Because the logarithmic likelihood distance between cluster $c_j $ and Cluster $c_{j '} $ is defined as follows: $$ \begin{equation} d (C_j, C_{j '}) = \zeta_j + \zeta_{j '}-\zeta_{\langle j,j ' \rangle} \end{equation} $$ So when we know the clustering feature of any two clusters, the logarithmic likelihood distance can be calculated directly according to the clustering feature.
1.2 Clustering feature tree (cf tree)
The CF tree in the two-step clustering algorithm is almost identical to the CF tree in the birch algorithm, and the growth and slimming process can be fully referenced by the Birch algorithm, this section mainly describes the uniqueness of the two-step clustering algorithm, which is different from the birch algorithm. It is suggested that the relevant knowledge points of birch hierarchical clustering algorithm should be studied.
1) The clustering feature of each node element on the CF tree with two-step clustering algorithm is defined as the clustering feature in this paper, which is different from the birch algorithm.

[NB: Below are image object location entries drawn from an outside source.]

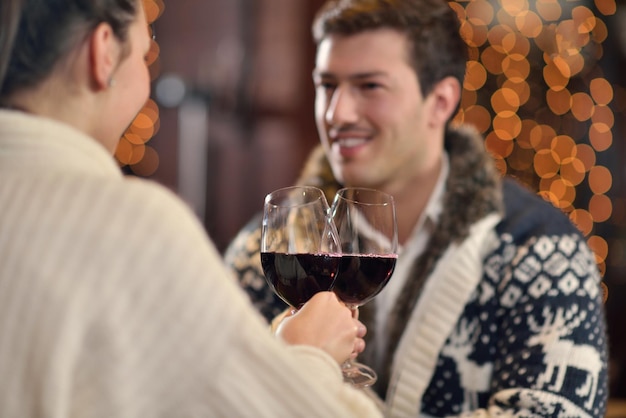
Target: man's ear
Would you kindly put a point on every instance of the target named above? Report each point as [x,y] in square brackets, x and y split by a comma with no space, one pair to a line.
[104,55]
[445,95]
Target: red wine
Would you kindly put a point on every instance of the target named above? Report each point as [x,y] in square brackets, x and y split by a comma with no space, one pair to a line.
[297,277]
[361,277]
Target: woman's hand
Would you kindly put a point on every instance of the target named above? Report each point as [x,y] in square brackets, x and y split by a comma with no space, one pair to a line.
[326,323]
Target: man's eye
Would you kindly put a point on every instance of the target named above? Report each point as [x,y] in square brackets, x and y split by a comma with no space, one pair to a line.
[370,86]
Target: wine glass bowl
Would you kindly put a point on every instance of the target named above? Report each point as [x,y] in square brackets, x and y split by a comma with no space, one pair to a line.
[366,225]
[299,245]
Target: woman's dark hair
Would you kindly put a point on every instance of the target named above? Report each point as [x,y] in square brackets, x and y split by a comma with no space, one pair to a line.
[36,34]
[431,27]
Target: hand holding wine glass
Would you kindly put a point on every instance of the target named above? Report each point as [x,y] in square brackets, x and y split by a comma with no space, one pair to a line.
[366,223]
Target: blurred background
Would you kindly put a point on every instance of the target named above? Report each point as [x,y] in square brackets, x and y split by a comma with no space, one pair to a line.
[231,113]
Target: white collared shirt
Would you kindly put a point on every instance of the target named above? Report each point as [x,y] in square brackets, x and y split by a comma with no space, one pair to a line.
[407,254]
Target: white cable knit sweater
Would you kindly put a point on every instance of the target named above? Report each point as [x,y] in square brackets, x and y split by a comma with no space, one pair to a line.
[113,302]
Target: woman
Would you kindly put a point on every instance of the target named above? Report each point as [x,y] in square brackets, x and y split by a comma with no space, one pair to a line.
[113,302]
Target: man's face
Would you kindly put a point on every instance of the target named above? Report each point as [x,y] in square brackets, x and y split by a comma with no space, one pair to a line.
[370,113]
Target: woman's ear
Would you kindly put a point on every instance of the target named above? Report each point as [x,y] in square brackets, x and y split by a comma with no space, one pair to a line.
[104,55]
[445,97]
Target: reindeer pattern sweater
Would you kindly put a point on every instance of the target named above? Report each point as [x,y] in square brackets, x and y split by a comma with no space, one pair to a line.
[500,316]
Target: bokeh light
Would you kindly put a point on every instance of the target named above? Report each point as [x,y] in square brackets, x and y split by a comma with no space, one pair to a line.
[536,91]
[132,151]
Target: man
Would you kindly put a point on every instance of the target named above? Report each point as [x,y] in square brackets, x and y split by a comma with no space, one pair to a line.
[495,306]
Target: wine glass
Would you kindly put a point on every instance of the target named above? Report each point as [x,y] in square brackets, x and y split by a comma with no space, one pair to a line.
[366,222]
[299,244]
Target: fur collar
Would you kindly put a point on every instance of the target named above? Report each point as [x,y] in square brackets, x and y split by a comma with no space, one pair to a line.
[473,190]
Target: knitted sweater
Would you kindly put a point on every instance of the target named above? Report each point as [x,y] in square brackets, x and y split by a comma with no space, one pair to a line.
[114,303]
[501,314]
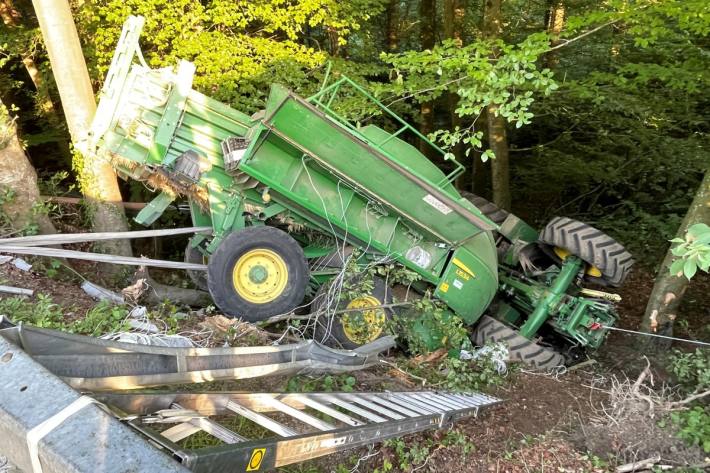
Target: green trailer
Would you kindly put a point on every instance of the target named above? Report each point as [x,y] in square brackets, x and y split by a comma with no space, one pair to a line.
[293,190]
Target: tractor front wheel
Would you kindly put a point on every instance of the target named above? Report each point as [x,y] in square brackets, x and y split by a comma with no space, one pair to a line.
[256,273]
[608,261]
[520,349]
[358,320]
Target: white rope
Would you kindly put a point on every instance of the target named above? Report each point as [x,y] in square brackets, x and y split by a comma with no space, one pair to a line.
[695,342]
[62,239]
[38,432]
[100,257]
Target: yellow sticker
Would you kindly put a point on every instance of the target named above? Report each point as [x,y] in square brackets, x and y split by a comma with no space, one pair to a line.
[257,456]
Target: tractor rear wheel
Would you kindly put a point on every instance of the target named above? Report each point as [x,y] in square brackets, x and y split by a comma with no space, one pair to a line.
[520,349]
[256,273]
[353,328]
[609,262]
[193,255]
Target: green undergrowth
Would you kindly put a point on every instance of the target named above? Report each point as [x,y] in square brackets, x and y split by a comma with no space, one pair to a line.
[104,317]
[456,375]
[407,454]
[44,313]
[692,371]
[328,383]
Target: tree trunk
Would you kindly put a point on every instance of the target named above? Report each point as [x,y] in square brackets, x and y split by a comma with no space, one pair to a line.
[554,24]
[427,14]
[497,136]
[393,26]
[12,18]
[97,178]
[454,13]
[24,210]
[669,288]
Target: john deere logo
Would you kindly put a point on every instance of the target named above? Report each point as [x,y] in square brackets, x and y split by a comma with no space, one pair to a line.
[257,456]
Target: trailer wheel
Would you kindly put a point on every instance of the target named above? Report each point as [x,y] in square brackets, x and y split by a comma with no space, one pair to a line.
[608,261]
[256,273]
[353,329]
[193,255]
[520,349]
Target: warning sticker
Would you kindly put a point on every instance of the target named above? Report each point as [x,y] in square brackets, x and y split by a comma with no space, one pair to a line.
[257,456]
[437,204]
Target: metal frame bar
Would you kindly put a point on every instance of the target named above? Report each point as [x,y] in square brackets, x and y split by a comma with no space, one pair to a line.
[88,441]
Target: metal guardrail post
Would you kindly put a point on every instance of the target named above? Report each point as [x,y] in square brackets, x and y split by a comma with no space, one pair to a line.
[90,440]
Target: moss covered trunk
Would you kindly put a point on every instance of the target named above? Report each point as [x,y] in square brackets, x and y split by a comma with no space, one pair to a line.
[97,178]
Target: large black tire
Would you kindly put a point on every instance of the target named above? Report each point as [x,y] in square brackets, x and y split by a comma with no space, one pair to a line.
[198,278]
[335,334]
[240,248]
[591,245]
[520,349]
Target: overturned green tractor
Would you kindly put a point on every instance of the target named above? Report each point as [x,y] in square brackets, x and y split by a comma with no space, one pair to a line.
[297,194]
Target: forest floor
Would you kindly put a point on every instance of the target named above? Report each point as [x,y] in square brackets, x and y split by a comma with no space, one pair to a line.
[561,422]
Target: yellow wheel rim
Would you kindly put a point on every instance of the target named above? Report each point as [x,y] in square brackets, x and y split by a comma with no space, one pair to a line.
[591,270]
[260,276]
[363,326]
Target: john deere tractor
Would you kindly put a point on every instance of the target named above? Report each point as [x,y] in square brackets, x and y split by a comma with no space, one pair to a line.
[293,190]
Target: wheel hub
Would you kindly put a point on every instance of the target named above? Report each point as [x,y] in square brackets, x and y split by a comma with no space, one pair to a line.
[366,325]
[260,276]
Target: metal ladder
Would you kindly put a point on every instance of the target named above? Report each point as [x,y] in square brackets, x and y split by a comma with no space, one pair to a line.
[306,425]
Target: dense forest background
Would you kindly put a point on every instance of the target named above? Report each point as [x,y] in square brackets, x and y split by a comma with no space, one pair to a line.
[592,109]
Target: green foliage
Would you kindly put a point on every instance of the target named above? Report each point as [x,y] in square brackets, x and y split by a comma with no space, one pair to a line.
[408,454]
[692,369]
[457,375]
[102,318]
[41,313]
[428,325]
[483,73]
[694,426]
[238,49]
[328,383]
[693,251]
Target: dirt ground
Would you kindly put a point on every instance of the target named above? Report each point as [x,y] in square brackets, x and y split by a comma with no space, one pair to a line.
[546,422]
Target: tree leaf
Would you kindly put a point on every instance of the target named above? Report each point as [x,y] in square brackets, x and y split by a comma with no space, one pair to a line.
[689,268]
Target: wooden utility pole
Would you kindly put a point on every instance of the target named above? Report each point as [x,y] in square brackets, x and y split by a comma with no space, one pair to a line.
[97,178]
[497,135]
[18,175]
[427,35]
[555,23]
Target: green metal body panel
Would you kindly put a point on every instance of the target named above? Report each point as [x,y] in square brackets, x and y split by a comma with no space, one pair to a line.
[394,205]
[306,163]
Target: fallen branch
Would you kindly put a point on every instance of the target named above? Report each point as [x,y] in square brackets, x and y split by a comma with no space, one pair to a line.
[679,404]
[639,465]
[146,289]
[19,291]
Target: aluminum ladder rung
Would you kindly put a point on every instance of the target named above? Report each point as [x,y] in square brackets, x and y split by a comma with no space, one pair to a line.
[185,429]
[327,410]
[261,419]
[358,419]
[390,404]
[359,399]
[354,409]
[427,409]
[300,415]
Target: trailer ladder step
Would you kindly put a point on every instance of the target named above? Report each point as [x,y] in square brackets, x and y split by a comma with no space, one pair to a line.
[307,425]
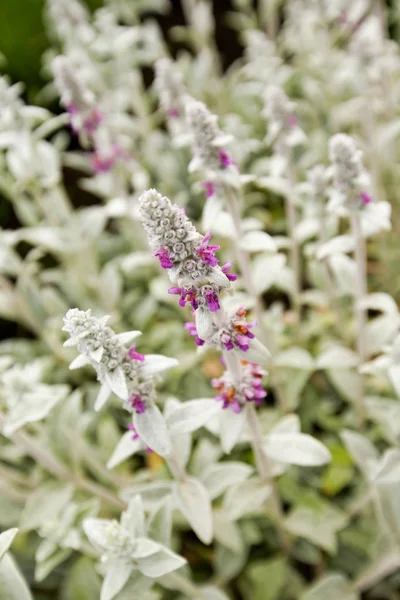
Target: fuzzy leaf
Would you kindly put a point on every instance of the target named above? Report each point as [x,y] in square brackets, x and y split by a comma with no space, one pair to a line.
[296,449]
[152,429]
[6,539]
[157,363]
[162,562]
[192,415]
[194,502]
[257,241]
[218,477]
[117,383]
[117,574]
[125,448]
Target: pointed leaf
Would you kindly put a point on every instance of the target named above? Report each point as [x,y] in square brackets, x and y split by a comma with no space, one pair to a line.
[152,429]
[192,415]
[161,563]
[157,363]
[296,449]
[117,574]
[125,448]
[117,383]
[194,502]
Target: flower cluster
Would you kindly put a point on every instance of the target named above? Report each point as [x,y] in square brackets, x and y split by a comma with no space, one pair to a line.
[349,176]
[283,127]
[233,333]
[77,99]
[236,394]
[186,254]
[123,371]
[169,86]
[207,139]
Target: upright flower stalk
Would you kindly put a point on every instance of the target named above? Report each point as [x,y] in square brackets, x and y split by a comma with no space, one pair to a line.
[199,281]
[284,134]
[349,192]
[222,179]
[122,370]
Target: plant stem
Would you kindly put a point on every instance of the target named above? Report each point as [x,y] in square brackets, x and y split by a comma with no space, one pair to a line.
[264,469]
[244,263]
[53,466]
[290,208]
[263,466]
[361,292]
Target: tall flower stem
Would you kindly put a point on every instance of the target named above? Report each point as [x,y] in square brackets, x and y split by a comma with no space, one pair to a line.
[290,209]
[233,365]
[361,292]
[244,263]
[264,468]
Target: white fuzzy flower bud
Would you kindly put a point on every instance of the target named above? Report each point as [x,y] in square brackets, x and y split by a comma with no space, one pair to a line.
[206,138]
[187,256]
[349,176]
[169,86]
[71,20]
[279,111]
[101,345]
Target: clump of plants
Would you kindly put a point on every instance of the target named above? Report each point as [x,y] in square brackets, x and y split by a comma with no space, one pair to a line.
[202,397]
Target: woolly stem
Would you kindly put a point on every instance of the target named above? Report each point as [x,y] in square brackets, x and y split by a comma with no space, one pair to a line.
[361,292]
[244,262]
[264,468]
[290,208]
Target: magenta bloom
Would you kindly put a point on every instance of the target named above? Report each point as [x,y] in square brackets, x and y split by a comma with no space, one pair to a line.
[137,403]
[212,300]
[292,120]
[91,123]
[209,188]
[191,328]
[135,355]
[164,258]
[225,159]
[186,296]
[135,436]
[226,268]
[207,252]
[365,198]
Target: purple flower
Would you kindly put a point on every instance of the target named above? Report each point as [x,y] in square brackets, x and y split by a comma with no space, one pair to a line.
[209,188]
[212,300]
[135,355]
[91,123]
[225,159]
[137,403]
[291,120]
[191,328]
[206,252]
[365,198]
[135,436]
[186,296]
[102,164]
[164,258]
[235,396]
[226,268]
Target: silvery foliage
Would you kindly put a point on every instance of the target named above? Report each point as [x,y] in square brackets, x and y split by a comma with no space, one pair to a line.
[126,377]
[342,75]
[126,547]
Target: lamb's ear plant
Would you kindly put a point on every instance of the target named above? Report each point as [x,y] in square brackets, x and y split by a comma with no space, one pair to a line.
[245,445]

2) The three parameters of the CF tree of the two-step clustering algorithm are: Branch balance factor $\beta $, leaf balance factor $\lambda $ and threshold value $\tau $; The first two parameters are the same as the Birch algorithm, because of the mixed attribute, It is difficult to define the degree of scatter of clusters (in the Birch algorithm there is a measure of radius and diameter), so the two-step clustering algorithm has a new idea: since the scatter and spatial thresholds in the birch algorithm are only used as a basis for judging whether a cluster or a data point can be absorbed by a leaf element on a cf tree, the cluster $c_{ J '} $ (the cluster may be a cluster of singular strongholds) and the distance between the cluster $c_j $ to determine whether $c_{j '} $ can be $c_j $ absorbed, if $d (C_{j}, C_{j '}) \le \tau $, then $c_{j '} $ can be absorbed by $c_j $.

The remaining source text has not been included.